Moreover, you should like who you hire. As Michelle puts it, “whenever I have hired for an organization, I have asked myself, ‘could I sit in a car with this person for this for five hours and have a good experience?’ If the answer is no, then they’re probably not the best fit. I have to actually like them as a person.”
6) Walk the walk.
“All the top talent are currently employed, so being able to showcase your organization, your internal brand, and what you’re achieving to the correct audience, and getting the messing right is so important.” You can’t attract the best talent without giving them something to believe in. However, “you can’t dictate culture, you have to drive it.”

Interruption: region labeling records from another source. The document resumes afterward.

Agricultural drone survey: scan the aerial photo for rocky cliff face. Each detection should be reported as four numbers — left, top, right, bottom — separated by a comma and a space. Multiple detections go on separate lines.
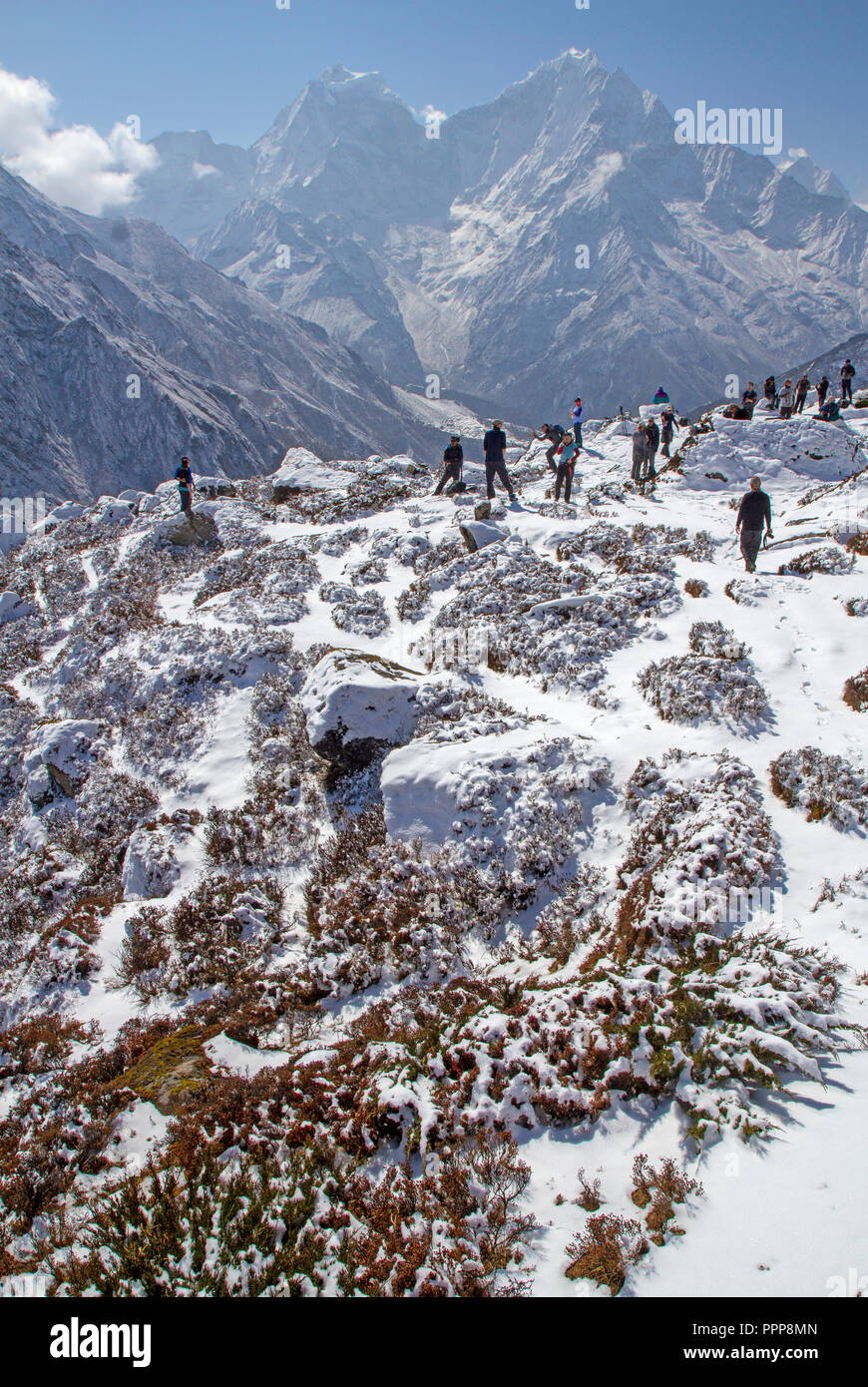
0, 170, 440, 501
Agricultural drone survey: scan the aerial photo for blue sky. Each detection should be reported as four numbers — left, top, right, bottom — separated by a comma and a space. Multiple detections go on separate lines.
0, 0, 868, 196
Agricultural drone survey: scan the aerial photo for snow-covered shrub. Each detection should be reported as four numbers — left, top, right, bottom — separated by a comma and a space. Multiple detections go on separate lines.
380, 729, 609, 908
637, 622, 768, 722
370, 530, 431, 568
844, 598, 868, 616
434, 541, 678, 690
0, 684, 38, 808
51, 1134, 534, 1298
842, 670, 868, 712
566, 1213, 649, 1295
319, 583, 388, 638
167, 872, 283, 995
395, 579, 431, 622
769, 746, 868, 828
305, 810, 499, 993
344, 555, 387, 588
687, 622, 747, 661
778, 547, 855, 577
305, 524, 367, 559
0, 615, 46, 680
416, 679, 541, 742
115, 906, 172, 1004
193, 540, 320, 625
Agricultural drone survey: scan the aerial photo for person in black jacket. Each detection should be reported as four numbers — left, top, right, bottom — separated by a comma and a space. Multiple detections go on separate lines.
645, 417, 660, 481
483, 419, 516, 501
534, 424, 563, 472
840, 356, 855, 405
175, 458, 196, 516
735, 477, 772, 573
434, 434, 465, 497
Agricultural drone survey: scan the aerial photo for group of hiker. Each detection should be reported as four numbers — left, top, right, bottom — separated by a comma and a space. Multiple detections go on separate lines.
728, 356, 855, 422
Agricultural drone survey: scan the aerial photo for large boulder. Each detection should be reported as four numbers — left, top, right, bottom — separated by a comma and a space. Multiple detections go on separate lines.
154, 509, 217, 547
24, 719, 104, 808
459, 520, 509, 554
0, 593, 35, 626
269, 448, 358, 505
301, 651, 424, 774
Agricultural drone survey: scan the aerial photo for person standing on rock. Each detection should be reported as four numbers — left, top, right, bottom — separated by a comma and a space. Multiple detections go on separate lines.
660, 405, 675, 458
840, 356, 855, 406
533, 424, 565, 472
555, 433, 579, 505
645, 419, 660, 481
483, 419, 516, 501
434, 434, 465, 497
570, 395, 583, 449
175, 458, 196, 516
630, 423, 648, 486
735, 477, 773, 573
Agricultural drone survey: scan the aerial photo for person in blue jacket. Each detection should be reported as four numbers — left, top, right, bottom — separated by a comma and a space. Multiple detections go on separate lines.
483, 419, 516, 501
555, 433, 579, 505
570, 395, 583, 451
175, 458, 196, 516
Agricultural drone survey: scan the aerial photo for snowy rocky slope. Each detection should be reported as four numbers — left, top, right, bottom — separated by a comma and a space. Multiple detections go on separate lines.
128, 50, 868, 424
0, 410, 868, 1297
0, 170, 446, 501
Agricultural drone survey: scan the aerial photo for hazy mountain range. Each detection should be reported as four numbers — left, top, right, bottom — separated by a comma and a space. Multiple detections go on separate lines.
136, 51, 868, 422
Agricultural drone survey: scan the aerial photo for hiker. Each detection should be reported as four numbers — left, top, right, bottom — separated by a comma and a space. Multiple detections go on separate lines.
630, 423, 648, 487
645, 419, 660, 481
570, 397, 583, 451
735, 477, 773, 573
175, 458, 196, 516
555, 433, 579, 505
483, 419, 516, 501
434, 434, 465, 497
660, 405, 675, 458
533, 424, 565, 472
840, 356, 855, 405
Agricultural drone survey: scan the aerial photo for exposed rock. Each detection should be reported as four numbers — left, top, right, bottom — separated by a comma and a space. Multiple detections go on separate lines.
0, 593, 35, 626
24, 719, 104, 808
154, 511, 217, 547
301, 651, 424, 774
459, 520, 509, 554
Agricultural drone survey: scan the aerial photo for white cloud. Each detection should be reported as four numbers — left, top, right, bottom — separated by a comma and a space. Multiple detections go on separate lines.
0, 68, 160, 217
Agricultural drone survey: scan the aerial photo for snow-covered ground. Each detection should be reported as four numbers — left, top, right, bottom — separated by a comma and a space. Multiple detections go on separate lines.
0, 410, 868, 1297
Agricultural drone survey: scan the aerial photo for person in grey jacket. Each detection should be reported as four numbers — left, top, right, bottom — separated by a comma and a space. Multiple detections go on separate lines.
630, 423, 649, 486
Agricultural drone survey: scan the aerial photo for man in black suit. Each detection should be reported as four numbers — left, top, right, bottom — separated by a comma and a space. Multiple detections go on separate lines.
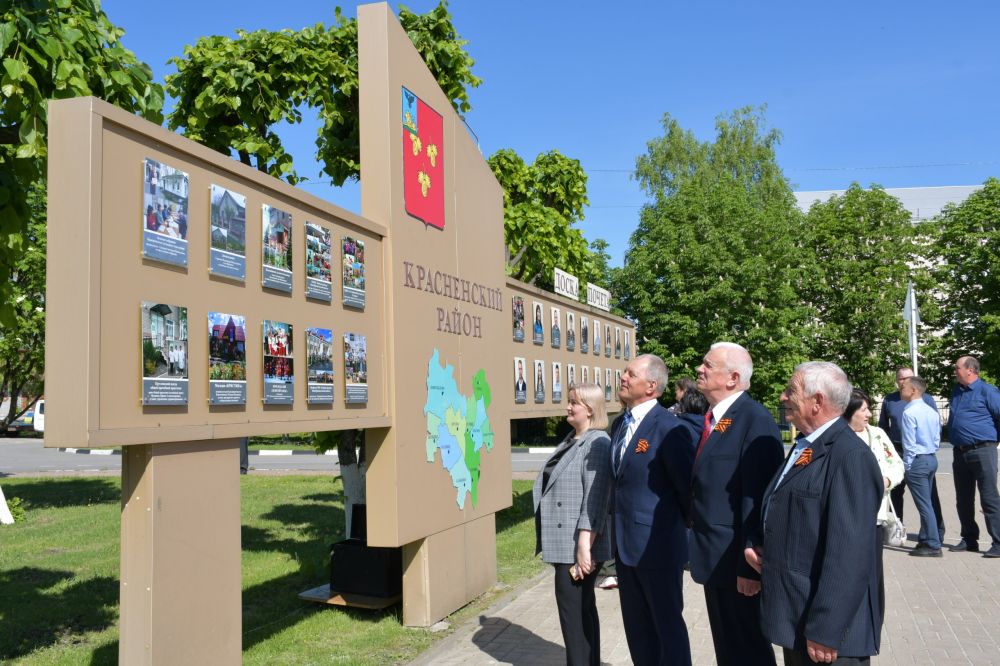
691, 342, 784, 666
611, 354, 696, 666
745, 361, 884, 666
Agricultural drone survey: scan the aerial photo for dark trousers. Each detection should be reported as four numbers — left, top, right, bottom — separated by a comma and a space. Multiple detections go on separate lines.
705, 580, 775, 666
618, 561, 691, 666
552, 562, 601, 666
951, 446, 1000, 546
782, 648, 871, 666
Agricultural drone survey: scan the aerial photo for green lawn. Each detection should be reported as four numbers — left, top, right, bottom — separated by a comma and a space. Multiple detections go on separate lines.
0, 475, 544, 665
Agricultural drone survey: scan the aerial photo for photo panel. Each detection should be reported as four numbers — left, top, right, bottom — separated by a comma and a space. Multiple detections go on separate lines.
142, 157, 189, 266
208, 312, 247, 405
208, 185, 247, 281
535, 360, 545, 403
531, 301, 545, 345
306, 328, 334, 405
140, 301, 188, 406
511, 296, 524, 342
344, 333, 368, 405
261, 204, 292, 294
514, 356, 528, 405
261, 319, 295, 405
340, 236, 365, 310
306, 222, 333, 303
552, 361, 563, 402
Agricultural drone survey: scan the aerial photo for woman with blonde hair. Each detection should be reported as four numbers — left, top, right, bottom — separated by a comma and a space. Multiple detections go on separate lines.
532, 383, 612, 665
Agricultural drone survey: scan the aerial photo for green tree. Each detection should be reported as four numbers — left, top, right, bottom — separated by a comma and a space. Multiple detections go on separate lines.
166, 1, 481, 185
613, 108, 815, 407
488, 148, 606, 289
802, 183, 927, 395
0, 0, 163, 325
920, 178, 1000, 384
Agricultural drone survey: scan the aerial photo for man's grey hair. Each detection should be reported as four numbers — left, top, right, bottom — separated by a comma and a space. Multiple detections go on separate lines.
635, 354, 670, 398
795, 361, 854, 414
709, 342, 753, 391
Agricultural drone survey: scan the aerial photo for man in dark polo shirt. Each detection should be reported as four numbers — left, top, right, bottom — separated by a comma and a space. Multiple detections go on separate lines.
878, 368, 944, 540
948, 356, 1000, 558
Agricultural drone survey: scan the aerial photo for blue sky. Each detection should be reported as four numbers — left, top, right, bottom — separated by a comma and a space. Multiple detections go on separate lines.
102, 0, 1000, 265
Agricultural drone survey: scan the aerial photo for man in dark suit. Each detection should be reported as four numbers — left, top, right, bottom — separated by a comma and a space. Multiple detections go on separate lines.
611, 354, 696, 666
745, 361, 884, 666
690, 342, 784, 666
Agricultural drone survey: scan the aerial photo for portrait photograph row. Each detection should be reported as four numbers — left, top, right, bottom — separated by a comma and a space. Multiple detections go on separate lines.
142, 158, 365, 309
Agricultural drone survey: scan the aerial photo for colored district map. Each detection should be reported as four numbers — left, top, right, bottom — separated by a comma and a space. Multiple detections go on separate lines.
424, 349, 493, 509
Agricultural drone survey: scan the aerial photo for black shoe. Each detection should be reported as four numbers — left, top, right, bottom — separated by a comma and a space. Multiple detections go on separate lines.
910, 545, 940, 557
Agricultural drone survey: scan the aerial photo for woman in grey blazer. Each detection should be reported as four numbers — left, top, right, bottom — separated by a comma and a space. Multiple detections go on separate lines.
532, 384, 612, 666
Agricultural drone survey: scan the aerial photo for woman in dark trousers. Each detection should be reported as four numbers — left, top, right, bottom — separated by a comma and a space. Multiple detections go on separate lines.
532, 383, 612, 666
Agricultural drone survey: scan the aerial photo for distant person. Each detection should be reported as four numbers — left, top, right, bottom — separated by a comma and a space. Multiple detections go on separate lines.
948, 356, 1000, 558
532, 384, 612, 666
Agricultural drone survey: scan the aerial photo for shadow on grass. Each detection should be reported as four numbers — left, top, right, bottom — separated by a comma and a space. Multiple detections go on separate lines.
0, 567, 118, 662
4, 477, 122, 509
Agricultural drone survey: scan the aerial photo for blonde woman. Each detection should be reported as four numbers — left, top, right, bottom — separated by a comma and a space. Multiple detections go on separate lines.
532, 383, 612, 666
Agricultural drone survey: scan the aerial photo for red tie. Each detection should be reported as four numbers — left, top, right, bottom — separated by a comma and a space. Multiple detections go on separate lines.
694, 409, 712, 460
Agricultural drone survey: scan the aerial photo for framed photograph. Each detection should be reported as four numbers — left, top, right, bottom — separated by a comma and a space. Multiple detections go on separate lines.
531, 301, 545, 345
535, 361, 545, 403
261, 319, 295, 405
344, 333, 368, 405
306, 222, 333, 303
514, 356, 528, 405
142, 157, 188, 267
140, 301, 188, 406
306, 328, 334, 405
511, 296, 524, 342
261, 204, 292, 294
208, 185, 247, 282
341, 236, 365, 310
208, 312, 247, 405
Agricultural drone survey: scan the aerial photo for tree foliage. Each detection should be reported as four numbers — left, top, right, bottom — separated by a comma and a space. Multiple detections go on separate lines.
0, 0, 163, 324
488, 148, 606, 289
614, 108, 814, 406
801, 183, 927, 395
166, 0, 481, 185
921, 178, 1000, 385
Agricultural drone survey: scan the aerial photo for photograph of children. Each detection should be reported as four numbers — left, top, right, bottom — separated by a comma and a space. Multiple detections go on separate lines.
142, 157, 188, 266
209, 185, 247, 280
549, 308, 562, 349
535, 361, 545, 403
261, 319, 295, 405
306, 222, 333, 301
208, 312, 247, 405
141, 301, 188, 405
261, 204, 292, 293
511, 296, 524, 342
531, 301, 545, 345
514, 356, 528, 405
344, 333, 368, 404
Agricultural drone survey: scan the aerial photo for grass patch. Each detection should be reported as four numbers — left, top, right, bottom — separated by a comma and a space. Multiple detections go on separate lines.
0, 475, 545, 666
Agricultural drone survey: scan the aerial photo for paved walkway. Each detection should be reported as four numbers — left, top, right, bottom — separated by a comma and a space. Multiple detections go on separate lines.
412, 462, 1000, 666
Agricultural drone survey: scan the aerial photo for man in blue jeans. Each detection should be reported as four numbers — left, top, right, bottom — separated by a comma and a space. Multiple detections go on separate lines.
948, 356, 1000, 558
899, 377, 941, 557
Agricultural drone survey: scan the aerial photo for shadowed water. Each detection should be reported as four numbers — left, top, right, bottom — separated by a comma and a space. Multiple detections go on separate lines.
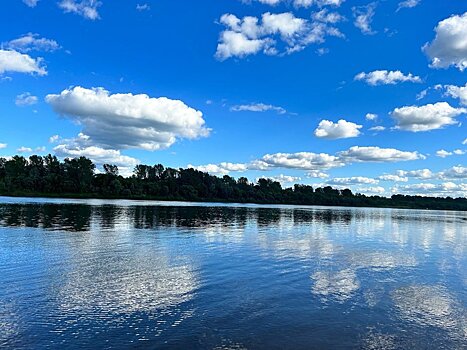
0, 198, 467, 349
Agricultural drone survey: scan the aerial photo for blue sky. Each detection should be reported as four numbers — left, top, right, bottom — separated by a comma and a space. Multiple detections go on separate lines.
0, 0, 467, 196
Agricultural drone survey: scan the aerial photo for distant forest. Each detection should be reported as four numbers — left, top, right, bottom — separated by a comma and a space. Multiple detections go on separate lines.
0, 154, 467, 210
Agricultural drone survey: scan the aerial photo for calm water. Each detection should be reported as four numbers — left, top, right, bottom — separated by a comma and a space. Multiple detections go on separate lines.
0, 198, 467, 349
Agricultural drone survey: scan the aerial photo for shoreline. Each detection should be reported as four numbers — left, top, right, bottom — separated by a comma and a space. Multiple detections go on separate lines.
0, 193, 467, 212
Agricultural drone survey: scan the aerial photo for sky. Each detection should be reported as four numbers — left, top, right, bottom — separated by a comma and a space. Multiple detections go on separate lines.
0, 0, 467, 197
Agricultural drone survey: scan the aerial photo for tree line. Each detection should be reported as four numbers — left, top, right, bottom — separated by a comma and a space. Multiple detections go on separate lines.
0, 154, 467, 210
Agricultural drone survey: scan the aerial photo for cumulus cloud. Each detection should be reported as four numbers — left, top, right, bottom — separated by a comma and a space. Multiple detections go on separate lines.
136, 4, 151, 11
315, 119, 362, 140
392, 182, 467, 197
352, 2, 376, 35
397, 0, 421, 11
391, 102, 467, 132
378, 174, 409, 182
355, 70, 422, 86
436, 149, 452, 158
327, 176, 379, 185
436, 149, 466, 158
256, 0, 345, 8
230, 103, 287, 114
3, 33, 60, 53
365, 113, 378, 121
258, 152, 344, 170
189, 146, 425, 178
397, 169, 436, 180
0, 49, 47, 76
338, 146, 425, 162
58, 0, 102, 20
444, 84, 467, 106
216, 12, 343, 61
15, 92, 38, 107
16, 146, 32, 153
438, 165, 467, 180
394, 165, 467, 182
23, 0, 39, 7
368, 125, 386, 132
306, 170, 329, 179
423, 12, 467, 71
49, 135, 60, 143
46, 87, 209, 151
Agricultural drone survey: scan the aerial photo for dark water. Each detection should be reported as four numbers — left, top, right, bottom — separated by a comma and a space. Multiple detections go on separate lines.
0, 198, 467, 349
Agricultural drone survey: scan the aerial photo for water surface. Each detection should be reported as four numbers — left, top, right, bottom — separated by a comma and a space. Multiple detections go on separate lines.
0, 198, 467, 349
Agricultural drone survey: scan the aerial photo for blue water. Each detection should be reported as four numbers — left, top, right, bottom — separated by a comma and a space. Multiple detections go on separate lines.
0, 198, 467, 349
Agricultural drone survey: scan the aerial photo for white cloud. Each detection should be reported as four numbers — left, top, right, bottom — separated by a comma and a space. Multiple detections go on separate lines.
260, 152, 344, 170
254, 0, 345, 8
392, 102, 467, 132
294, 0, 345, 8
15, 92, 38, 107
423, 12, 467, 71
438, 165, 467, 180
136, 4, 151, 11
306, 170, 329, 179
216, 12, 343, 61
436, 149, 466, 158
4, 33, 60, 52
23, 0, 39, 7
392, 182, 467, 197
314, 119, 362, 140
188, 146, 425, 178
0, 49, 47, 75
311, 9, 345, 24
352, 2, 376, 35
397, 169, 436, 180
58, 0, 102, 20
338, 146, 425, 162
354, 186, 386, 196
46, 87, 209, 150
444, 84, 467, 106
49, 135, 60, 143
355, 70, 422, 86
16, 146, 32, 153
365, 113, 378, 120
436, 149, 452, 158
327, 176, 379, 185
256, 174, 302, 185
368, 125, 386, 132
397, 0, 421, 11
378, 175, 409, 182
230, 103, 287, 114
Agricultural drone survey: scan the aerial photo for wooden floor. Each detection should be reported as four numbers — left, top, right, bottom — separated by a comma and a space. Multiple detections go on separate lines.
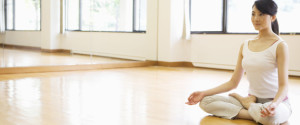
0, 67, 300, 125
0, 48, 132, 68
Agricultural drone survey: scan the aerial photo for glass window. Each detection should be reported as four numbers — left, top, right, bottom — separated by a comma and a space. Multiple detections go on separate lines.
191, 0, 300, 33
6, 0, 40, 30
6, 0, 14, 30
191, 0, 223, 31
66, 0, 80, 30
275, 0, 300, 33
134, 0, 147, 31
227, 0, 257, 33
66, 0, 146, 32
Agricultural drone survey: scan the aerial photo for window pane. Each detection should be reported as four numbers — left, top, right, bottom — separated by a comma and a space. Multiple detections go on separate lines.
275, 0, 300, 33
191, 0, 223, 31
15, 0, 40, 30
227, 0, 300, 33
134, 0, 147, 31
66, 0, 79, 30
6, 0, 13, 30
227, 0, 257, 33
81, 0, 133, 31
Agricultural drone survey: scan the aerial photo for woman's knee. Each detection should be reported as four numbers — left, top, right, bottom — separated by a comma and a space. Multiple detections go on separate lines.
248, 102, 289, 125
199, 95, 217, 111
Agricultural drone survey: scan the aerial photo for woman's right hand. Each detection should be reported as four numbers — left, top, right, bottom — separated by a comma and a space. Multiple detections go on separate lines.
185, 91, 205, 105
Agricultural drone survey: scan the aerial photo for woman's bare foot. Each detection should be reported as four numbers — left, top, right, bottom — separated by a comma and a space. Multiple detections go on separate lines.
229, 93, 256, 109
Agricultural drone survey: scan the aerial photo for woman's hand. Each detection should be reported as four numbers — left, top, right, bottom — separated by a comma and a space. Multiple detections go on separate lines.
260, 102, 277, 117
185, 91, 205, 105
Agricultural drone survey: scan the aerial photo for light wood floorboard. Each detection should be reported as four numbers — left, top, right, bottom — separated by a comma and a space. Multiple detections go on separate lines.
0, 67, 300, 125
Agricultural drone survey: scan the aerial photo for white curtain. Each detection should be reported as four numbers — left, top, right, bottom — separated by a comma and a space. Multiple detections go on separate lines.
183, 0, 191, 40
0, 0, 5, 33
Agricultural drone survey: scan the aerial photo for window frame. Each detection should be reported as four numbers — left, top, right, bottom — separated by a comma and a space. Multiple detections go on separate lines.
64, 0, 147, 33
189, 0, 300, 35
4, 0, 42, 31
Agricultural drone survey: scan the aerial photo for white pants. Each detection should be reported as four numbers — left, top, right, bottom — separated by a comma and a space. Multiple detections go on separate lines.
200, 95, 292, 125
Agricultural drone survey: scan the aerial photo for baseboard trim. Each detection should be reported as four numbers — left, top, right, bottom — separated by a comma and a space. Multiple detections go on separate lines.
0, 61, 156, 74
0, 43, 41, 51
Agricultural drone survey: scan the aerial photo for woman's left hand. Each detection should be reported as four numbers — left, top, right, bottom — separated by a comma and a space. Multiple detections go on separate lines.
261, 102, 277, 117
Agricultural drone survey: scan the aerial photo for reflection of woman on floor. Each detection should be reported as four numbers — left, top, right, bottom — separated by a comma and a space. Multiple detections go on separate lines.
186, 0, 292, 125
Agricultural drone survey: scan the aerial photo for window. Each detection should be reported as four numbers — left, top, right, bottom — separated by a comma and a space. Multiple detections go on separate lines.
191, 0, 223, 32
66, 0, 146, 32
191, 0, 300, 33
5, 0, 41, 30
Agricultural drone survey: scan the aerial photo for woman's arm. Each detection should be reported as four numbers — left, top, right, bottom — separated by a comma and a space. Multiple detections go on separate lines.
273, 42, 289, 105
261, 42, 289, 117
204, 44, 244, 96
186, 45, 244, 105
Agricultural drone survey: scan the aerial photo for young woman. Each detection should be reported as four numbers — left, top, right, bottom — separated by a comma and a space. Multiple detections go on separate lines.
186, 0, 292, 125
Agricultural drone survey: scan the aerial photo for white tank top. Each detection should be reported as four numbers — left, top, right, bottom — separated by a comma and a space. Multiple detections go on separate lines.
242, 39, 283, 98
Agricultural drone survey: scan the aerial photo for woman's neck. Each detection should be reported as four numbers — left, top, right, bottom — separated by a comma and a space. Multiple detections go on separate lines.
257, 28, 276, 39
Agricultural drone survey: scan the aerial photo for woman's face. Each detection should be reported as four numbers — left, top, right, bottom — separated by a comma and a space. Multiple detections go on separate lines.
251, 6, 274, 31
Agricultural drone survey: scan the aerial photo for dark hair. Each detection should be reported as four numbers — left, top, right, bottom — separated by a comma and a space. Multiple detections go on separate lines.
252, 0, 279, 35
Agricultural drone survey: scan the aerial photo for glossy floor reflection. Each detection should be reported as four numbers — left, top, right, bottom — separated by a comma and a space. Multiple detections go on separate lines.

To truly live the culture, you have to know what your core values are as a person, communicate them to your team, and get everyone on board with you. You can only promote certain types of behavior. From there, people will be more likely to adopt those behaviors, and in turn, self-select for the atmosphere and environment you’ve created.
About Michelle Joseph:
Michelle Joseph is the Founder and CEO of PeopleFoundry Inc. Michelle’s main responsibilities as CEO include the strategic development of PeopleFoundry, operational planning, and continuously adapting to a national landscape of talent. Michelle holds a BA in Political Science with a minor in Psychology from the University of Dayton and received her Masters in Human Resources Management in 2008 from Cornell University. She is a mentor at 1871, the HR mentor at MATTER, a board member at Designation Labs, a contributor to the Taproot Foundation, and a member of the Young Executives Club of Chicago and the Economic Club of Chicago.